TRI’s Spinal Cord Rehabilitation Program is the largest program of its kind in Canada. It provides inpatient and outpatient services that act as an essential link in the continuum of care – from acute hospital care to rehabilitation and a successful return to the community – for people who live with the life-altering consequences of spinal cord injury or disease. 

The program supports 330 individuals with new injuries each year and over 20,000 outpatient visits per year, with many patients and their family caregivers coming from all over the province, including distances of 150 kilometres or more.

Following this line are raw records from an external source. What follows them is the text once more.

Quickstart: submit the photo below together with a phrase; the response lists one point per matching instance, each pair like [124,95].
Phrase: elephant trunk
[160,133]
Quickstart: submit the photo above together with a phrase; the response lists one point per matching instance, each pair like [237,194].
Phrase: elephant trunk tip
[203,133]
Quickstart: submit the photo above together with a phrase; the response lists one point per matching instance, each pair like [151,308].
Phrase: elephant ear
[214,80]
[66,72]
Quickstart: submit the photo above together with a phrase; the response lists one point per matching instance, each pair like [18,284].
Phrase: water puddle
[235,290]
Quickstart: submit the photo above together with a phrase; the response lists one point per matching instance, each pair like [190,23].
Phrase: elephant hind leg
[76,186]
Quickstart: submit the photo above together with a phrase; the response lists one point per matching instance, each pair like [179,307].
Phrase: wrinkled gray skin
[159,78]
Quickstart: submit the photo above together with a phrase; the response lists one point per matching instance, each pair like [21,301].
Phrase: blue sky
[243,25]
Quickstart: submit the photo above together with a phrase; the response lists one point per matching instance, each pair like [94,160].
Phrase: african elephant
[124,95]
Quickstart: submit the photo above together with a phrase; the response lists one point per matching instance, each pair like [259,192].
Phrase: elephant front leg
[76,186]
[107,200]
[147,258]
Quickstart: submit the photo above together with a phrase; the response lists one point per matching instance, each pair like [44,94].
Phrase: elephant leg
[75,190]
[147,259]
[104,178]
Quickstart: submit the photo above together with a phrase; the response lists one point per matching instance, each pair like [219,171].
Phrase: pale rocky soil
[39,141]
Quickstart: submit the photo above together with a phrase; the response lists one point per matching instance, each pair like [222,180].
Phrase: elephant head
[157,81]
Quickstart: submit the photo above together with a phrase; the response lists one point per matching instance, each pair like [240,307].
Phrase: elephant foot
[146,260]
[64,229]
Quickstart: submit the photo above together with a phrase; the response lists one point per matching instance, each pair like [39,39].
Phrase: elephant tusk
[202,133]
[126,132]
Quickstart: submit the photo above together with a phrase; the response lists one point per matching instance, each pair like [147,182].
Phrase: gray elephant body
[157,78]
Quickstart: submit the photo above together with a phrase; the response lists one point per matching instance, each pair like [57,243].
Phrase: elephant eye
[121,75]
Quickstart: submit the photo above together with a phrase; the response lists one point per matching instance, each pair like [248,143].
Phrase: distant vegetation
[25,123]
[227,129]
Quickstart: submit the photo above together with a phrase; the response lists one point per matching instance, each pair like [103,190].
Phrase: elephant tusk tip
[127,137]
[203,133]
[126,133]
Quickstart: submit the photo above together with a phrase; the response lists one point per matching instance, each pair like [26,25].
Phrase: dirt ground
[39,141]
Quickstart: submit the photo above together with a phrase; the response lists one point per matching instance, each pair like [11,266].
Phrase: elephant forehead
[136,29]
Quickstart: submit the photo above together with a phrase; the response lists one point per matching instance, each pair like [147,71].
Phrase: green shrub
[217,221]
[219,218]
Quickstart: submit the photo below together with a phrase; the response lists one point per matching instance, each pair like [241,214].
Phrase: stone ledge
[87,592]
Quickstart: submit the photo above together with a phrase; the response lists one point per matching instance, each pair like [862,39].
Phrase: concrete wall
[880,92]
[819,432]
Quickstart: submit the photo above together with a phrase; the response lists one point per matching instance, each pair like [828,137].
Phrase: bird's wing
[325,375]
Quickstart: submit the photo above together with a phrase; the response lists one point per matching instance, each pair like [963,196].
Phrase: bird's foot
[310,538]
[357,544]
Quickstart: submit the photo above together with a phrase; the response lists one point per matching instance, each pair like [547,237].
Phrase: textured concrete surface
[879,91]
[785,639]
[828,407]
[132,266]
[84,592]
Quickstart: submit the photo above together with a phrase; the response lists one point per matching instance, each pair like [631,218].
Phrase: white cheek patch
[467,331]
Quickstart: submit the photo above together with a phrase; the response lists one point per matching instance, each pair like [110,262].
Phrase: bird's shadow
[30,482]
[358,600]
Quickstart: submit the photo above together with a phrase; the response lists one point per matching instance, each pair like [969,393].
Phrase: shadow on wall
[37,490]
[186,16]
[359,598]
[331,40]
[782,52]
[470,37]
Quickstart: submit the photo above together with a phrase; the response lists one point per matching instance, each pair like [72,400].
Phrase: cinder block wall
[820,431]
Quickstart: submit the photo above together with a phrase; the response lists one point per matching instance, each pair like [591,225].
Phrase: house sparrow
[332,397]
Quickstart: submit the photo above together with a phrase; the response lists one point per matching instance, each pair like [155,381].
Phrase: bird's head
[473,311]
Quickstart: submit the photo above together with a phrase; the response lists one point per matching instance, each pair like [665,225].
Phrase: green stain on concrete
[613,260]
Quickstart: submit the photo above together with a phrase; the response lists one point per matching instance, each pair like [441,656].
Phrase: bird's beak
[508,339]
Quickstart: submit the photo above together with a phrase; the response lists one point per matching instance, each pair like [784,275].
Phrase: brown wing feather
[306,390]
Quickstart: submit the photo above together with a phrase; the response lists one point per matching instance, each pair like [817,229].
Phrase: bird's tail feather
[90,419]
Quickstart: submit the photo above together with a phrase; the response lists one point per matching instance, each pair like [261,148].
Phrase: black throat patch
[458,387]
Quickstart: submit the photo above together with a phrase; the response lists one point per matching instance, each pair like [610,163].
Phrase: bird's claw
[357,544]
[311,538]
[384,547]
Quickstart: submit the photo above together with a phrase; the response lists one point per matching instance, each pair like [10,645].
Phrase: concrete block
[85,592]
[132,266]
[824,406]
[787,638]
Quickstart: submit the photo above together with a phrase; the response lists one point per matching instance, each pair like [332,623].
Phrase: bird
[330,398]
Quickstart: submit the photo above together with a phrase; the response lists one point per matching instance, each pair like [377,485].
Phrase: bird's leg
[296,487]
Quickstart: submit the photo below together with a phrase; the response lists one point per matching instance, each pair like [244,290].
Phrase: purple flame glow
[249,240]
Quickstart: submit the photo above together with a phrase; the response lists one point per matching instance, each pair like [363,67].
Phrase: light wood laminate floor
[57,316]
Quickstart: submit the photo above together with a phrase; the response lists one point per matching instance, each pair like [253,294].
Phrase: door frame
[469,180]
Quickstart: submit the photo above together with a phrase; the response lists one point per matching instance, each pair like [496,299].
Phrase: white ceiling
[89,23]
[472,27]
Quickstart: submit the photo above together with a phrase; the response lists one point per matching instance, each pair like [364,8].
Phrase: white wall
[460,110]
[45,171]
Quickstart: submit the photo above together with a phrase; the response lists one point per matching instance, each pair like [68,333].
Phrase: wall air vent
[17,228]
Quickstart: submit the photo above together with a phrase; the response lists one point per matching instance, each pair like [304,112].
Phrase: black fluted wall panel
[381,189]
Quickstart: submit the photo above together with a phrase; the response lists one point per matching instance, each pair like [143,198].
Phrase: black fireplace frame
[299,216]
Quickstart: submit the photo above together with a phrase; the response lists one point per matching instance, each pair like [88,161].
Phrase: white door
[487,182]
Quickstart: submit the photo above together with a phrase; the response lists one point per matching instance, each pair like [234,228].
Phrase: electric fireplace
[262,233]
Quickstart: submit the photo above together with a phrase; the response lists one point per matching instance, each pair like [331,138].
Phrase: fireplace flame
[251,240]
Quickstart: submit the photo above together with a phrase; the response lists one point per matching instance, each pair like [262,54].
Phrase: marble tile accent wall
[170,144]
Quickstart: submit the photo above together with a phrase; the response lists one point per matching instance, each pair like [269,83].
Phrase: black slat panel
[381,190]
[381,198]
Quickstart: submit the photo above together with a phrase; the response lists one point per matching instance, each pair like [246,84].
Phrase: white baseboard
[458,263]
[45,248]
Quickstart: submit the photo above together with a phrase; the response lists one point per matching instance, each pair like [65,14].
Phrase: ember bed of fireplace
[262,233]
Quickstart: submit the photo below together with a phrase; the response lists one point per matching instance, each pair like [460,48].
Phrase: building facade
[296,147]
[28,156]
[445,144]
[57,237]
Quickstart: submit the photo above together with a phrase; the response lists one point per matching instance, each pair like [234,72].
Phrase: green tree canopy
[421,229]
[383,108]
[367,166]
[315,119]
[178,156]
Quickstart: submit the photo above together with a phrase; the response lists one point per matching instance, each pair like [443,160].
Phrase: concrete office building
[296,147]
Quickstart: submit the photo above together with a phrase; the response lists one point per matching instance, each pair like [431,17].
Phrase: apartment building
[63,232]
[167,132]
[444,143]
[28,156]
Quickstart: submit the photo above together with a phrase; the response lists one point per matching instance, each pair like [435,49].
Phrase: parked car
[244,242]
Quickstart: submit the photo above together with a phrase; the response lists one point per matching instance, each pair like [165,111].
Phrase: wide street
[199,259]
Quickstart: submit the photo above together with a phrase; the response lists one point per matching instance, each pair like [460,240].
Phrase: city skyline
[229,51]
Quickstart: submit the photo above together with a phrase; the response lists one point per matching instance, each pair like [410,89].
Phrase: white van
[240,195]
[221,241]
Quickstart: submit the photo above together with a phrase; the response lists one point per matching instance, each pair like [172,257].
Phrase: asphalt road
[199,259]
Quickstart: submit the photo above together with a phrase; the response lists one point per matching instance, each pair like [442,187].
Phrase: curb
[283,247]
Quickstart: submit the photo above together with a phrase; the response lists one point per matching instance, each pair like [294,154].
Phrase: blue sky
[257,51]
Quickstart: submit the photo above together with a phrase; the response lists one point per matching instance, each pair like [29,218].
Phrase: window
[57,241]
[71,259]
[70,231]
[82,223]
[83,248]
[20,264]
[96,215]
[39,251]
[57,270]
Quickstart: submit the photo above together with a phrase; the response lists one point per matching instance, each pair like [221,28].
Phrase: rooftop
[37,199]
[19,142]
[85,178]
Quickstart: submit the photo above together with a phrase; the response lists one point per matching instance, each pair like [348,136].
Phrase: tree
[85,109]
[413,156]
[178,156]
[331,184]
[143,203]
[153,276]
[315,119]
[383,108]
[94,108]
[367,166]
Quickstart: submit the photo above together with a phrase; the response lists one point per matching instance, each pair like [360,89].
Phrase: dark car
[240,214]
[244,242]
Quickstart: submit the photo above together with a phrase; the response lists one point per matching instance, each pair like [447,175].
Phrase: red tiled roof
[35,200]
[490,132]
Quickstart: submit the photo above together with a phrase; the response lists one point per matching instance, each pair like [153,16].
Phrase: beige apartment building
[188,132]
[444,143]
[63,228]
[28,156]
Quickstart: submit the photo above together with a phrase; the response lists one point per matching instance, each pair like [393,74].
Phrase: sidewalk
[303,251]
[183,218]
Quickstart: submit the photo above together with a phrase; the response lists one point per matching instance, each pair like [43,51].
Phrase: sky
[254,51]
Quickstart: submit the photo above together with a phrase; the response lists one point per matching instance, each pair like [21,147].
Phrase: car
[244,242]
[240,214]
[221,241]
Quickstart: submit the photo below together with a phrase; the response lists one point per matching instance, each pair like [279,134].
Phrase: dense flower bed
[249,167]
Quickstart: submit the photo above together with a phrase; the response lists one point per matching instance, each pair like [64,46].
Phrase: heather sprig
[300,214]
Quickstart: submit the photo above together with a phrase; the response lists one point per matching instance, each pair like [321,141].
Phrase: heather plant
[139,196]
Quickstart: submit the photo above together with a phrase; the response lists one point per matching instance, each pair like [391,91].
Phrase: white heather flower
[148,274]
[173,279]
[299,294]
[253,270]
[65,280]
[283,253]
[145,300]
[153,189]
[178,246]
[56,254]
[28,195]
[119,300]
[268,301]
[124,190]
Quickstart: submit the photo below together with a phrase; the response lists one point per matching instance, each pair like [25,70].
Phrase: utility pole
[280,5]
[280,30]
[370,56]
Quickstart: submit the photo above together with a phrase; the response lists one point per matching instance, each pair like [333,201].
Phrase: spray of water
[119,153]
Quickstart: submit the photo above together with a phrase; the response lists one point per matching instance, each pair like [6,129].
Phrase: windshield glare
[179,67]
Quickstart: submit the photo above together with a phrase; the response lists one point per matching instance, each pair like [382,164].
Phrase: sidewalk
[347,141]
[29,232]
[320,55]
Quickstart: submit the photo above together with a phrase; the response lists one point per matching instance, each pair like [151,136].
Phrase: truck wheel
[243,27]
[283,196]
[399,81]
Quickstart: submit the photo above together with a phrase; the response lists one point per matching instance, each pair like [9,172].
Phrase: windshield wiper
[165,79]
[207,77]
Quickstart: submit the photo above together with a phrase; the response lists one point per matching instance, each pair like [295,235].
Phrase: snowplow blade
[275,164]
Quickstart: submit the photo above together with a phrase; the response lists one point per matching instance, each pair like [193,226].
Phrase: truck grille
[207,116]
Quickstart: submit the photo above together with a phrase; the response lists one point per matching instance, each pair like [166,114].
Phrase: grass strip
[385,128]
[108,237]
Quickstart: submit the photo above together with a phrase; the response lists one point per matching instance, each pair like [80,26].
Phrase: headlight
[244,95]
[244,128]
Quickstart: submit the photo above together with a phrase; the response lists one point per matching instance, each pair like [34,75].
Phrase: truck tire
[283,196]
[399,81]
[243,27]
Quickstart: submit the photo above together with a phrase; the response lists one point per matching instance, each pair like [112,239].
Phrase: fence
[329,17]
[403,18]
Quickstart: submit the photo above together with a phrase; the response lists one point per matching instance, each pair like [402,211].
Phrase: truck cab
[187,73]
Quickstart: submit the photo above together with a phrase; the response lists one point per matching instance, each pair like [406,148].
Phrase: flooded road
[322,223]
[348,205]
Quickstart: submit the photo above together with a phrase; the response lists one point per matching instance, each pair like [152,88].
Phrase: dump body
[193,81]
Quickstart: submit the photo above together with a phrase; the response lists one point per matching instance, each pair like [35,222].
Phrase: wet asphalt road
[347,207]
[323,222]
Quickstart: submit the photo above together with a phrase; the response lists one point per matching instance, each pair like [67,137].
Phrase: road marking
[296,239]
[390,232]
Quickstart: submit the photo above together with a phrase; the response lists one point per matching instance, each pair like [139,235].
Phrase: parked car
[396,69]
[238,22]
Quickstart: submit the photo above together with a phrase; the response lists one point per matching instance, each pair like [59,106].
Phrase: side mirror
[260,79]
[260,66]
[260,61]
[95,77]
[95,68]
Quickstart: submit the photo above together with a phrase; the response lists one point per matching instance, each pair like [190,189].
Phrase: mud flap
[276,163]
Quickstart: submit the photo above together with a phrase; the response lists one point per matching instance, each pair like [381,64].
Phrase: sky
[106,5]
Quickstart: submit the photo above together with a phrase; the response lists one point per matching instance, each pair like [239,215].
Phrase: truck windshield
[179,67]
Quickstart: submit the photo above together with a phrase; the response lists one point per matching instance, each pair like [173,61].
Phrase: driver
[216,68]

Dr. Craven is an internationally renowned expert in the field of SCI rehabilitation. Thanks to her leadership, UHN’s SCI research program, and as a result Toronto’s standing in the field, has grown exponentially in the last two decades and was recently recognized by Nature — the world's leading multidisciplinary science journal.

Dr. Craven’s priorities as chair include: reducing deaths due to heart disease, diabetes or fracture among individuals living with spinal cord injury; and develop rehabilitation models of care using a “precision medicine lens” whereby treatments are tailored to the needs of the individual on the basis of a variety of characteristics that make the individual unique from others with a similar presentation or risk strata.

“Dr. Craven is one of the leading voices in the field of spinal cord injury care, research and rehabilitation. This new chair will allow her to continue to develop and deliver new therapies and approaches to care that improve the quality of life for people living with spinal cord injuries,” said Dr. Milos R. Popovic, director of both KITE and the Institute of Biomedical Engineering at the University of Toronto.